Index: lib/CodeGen/SelectionDAG/DAGCombiner.cpp
===================================================================
--- lib/CodeGen/SelectionDAG/DAGCombiner.cpp
+++ lib/CodeGen/SelectionDAG/DAGCombiner.cpp
@@ -11165,6 +11165,13 @@
     if (Index->getMemoryVT() != MemVT)
       break;
 
+    // We do not allow under-aligned stores in order to prevent
+    // overriding stores. NOTE: this is a bad hack. Alignment SHOULD
+    // be irrelevant here; what MATTERS is that we not move memory
+    // operations that potentially overlap past each-other.
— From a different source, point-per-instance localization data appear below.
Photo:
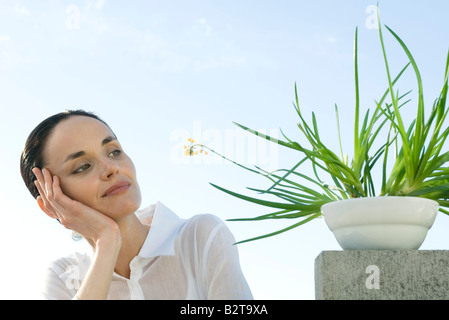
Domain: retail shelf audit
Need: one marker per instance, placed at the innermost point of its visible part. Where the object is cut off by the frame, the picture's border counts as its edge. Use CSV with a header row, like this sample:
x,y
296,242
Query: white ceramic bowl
x,y
394,223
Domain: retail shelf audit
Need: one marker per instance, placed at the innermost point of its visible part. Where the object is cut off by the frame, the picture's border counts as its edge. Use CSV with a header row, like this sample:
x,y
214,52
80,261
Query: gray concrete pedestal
x,y
382,274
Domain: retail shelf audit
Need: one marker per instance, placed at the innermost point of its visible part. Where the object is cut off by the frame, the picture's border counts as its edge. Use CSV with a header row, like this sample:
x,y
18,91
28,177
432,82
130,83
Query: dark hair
x,y
32,154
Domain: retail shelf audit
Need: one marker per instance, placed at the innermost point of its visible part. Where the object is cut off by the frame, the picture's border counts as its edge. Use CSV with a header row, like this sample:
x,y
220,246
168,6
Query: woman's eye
x,y
115,153
82,168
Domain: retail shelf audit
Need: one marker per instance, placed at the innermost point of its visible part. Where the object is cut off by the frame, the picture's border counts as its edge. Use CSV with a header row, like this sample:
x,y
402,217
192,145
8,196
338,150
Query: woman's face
x,y
92,166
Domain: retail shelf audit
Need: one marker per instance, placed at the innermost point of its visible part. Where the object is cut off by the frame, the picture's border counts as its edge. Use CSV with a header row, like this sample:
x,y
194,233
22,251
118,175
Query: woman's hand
x,y
93,225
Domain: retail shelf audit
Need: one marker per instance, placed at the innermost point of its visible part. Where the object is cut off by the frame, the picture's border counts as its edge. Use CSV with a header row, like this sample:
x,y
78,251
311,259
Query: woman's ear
x,y
40,202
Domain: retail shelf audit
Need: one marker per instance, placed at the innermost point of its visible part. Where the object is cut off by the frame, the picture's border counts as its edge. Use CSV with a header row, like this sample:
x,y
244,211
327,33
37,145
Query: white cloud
x,y
22,10
203,26
4,38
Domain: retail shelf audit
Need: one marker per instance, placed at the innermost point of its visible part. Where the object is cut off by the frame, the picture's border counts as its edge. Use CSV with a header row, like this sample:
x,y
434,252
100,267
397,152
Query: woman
x,y
79,174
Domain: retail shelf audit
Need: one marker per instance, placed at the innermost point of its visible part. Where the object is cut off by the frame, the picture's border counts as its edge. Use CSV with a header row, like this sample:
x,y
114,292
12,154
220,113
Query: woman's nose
x,y
111,168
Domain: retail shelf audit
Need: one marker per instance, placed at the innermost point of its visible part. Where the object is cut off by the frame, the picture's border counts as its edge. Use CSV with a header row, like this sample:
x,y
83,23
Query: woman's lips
x,y
117,188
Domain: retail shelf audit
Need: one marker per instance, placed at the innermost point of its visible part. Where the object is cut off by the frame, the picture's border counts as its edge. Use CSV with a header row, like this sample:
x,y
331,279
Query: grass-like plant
x,y
419,164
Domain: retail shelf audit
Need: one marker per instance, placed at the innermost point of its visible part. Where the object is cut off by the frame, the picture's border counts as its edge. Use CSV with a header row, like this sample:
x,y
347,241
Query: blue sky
x,y
160,72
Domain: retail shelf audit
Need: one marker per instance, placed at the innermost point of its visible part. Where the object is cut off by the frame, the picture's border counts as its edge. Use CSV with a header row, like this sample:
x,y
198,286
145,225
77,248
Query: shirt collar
x,y
163,231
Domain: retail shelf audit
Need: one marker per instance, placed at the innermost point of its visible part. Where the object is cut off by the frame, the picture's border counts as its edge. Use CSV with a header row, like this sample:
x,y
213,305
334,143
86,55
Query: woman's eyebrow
x,y
78,154
108,139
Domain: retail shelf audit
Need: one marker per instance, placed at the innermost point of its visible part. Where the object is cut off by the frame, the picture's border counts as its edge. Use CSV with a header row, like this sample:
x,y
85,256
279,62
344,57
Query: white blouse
x,y
180,259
+    if (Index->getAlignment()*8 < MemVT.getSizeInBits())
+      break;
+
     // We found a potential memory operand to merge.
     StoreNodes.push_back(MemOpLink(Index, Ptr.Offset, Seq++));
 
@@ -11249,12 +11256,18 @@
   if (StoreNodes.size() < 2)
     return false;
 
-  // Sort the memory operands according to their distance from the base pointer.
+  // Sort the memory operands according to their distance from the
+  // base pointer.  As a secondary criteria: make sure stores coming
+  // later in the code come first in the list. This is important for
+  // the non-UseAA case, because we're merging stores into the FINAL
+  // store along a chain which potentially contains aliasing stores.
+  // Thus, if there are multiple stores to the same address, the last
+  // one can be considered for merging but not the others.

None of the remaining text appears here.